Consider other people’s perspectives
The male, pale and stale perspective is so pervasive that it’s easy to forget other perspectives exist. Women often experience the corporate world differently to men, bringing a fresh perspective and an appetite for diversity. Be humble and listen to what others have to say in order to get a more rounded view.
Watch out for defensive feelings
If it makes you feel a bit nettled to think about women taking stronger leadership roles, it’s worth considering why. Maybe you disagree that women have faced any disadvantages, or that women might tend towards a different leadership style. Maybe the idea that men might be promoted faster and further than is always merited might make you feel defensive. It shouldn’t: if you are confident in your abilities and take the time to develop a leadership style you are proud of, possibly including some traditionally ‘feminine’ approaches, you can be sure you deserve to be where you are.
How will your leadership style develop in future?

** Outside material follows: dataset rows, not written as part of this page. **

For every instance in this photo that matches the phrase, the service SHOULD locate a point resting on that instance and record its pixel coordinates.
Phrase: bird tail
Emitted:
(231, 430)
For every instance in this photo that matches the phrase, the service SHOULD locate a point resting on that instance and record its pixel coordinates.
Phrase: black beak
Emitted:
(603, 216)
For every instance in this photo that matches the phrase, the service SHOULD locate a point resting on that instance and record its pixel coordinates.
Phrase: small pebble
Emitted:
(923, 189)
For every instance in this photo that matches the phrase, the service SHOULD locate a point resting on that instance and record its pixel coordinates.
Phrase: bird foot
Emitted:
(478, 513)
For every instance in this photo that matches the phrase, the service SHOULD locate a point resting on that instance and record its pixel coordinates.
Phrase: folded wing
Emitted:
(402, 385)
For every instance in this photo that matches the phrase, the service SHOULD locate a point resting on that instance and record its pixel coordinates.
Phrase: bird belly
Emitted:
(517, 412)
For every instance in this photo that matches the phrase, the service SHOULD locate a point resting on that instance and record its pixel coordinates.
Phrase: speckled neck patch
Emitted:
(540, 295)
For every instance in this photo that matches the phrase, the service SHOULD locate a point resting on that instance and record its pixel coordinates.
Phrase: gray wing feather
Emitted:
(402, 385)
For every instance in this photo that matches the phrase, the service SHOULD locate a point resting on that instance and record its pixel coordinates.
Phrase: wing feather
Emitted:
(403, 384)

Never stop learning, questioning and looking for fresh ideas – if you stand still, you fall behind.
“Every leader’s ambition should be to have a professional, engaged and motivated team that can do great things. Achieving “gender equality and inclusion” is a major part of this ambition, knowing that diverse teams stimulate innovation and improved business performance. Treating everyone the same is not always enough, leaders must develop a deep understanding and an awareness to progress on this topic. Unfortunately, we still witness that men are dominant in leadership positions with gender pay gaps across many organizations worldwide. We as leaders have the responsibility to address this and to make the environments we operate in more inclusive.
We can achieve this by raising awareness of the topic, discovering our own biases and encouraging others to do the same. Learning from one another, embracing and developing new traits that have perhaps previously been “alien” to us is key to ensuring we as individuals develop, which in turn will help to foster inclusive, high performing, diverse teams”.